O município de Milão pretende criar um cul de sac na Via Senigallia, projecto da autoria de Fátima Fernandes e Michele Cannatà, e premiado em Espanha com uma menção honrosa no concurso «Soluções Urbanas 2005»

O município de Milão manifestou a intenção de cortar uma parte da Via Senigallia projectada por Fátima Fernandes e Michele Cannatà, com vista a construir um cul de sac, orientando o projecto para uma solução na qual o uso dos espaços abertos, quer públicos ou privados, faça prevalecer a dimensão do peão, e em simultâneo limitando o tráfego.

Na Via Senigallia, localizada na cidade de Milão, foram construidos equipamentos e espaços para comércio, que se organizam de uma forma equilibrada com o propósito de estabelecer uma constante utilização dos espaços e dos percursos públicos, facilitando uma relação de proximidade e vizinhança entre os seus habitantes. A altura máxima de dois pisos configura uma edificação no interior da vegetação, onde a arborização prevalece sobre a volumetria construída.

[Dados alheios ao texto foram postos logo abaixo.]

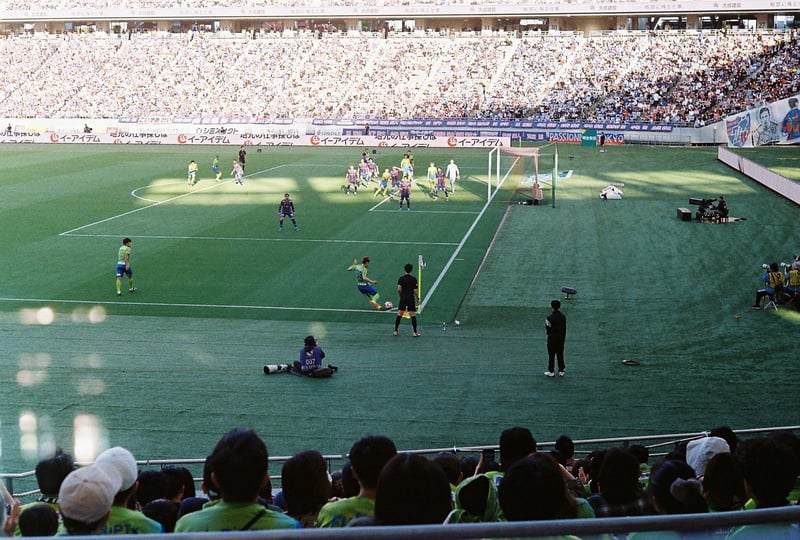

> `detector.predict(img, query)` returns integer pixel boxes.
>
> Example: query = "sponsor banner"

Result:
[0,128,511,148]
[311,118,673,133]
[724,95,800,148]
[310,133,511,148]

Todos os fogos possuem um pátio que representa uma extensão do espaço interior da casa, contribuindo em simultâneo para a ampliação da área verde. Os pátios, confrontados dois a dois, encontram-se separados por uma estrutura metálica, com sebe vegetal, permitindo o desenvolvimento em pérgola. Às variações das dimensões dos fogos correspondem espessuras diferentes das linhas construídas, no âmbito de uma lógica unitária de implantação da diversificação tipológica.

Menção Honrosa em Espanha

Recentemente, a dupla de arquitectos que trabalha em conjunto desde 1984, desenvolvendo projectos em Portugal e Itália, foi distinguida com uma menção honrosa no concurso «Soluções Urbanas 2005», pelo seu projecto «Conjunto Habitacional na rua Senegallia», realizado para a Câmara Municipal de Milão.

O concurso foi organizado pelo Consejo Superior de los Colegios de Arquitectos de Espanha e apresentou uma reflexão sobre as habitações e o uso residencial nas cidades, em particular, e sobre todos os conjuntos habitacionais que abordassem questões relacionadas com o ordenamento urbano, através da realização de projectos sustentáveis, de qualidade e de acessibilidade. Para tal, o concurso estabeleceu duas categorias distintas: a primeira está relacionada com os conjuntos residenciais construídos que receberam obras de requalificação nos últimos cinco anos; e a segunda refere-se a propostas sobre conjuntos residenciais de futuro.

O projecto de Fátima Fernandes e Michele Cannatà foi premiado na segunda categoria, por ter associado o conceito de uma implantação urbana com baixa densidade, com linhas alternadas de espaços construídos e espaços de jardim.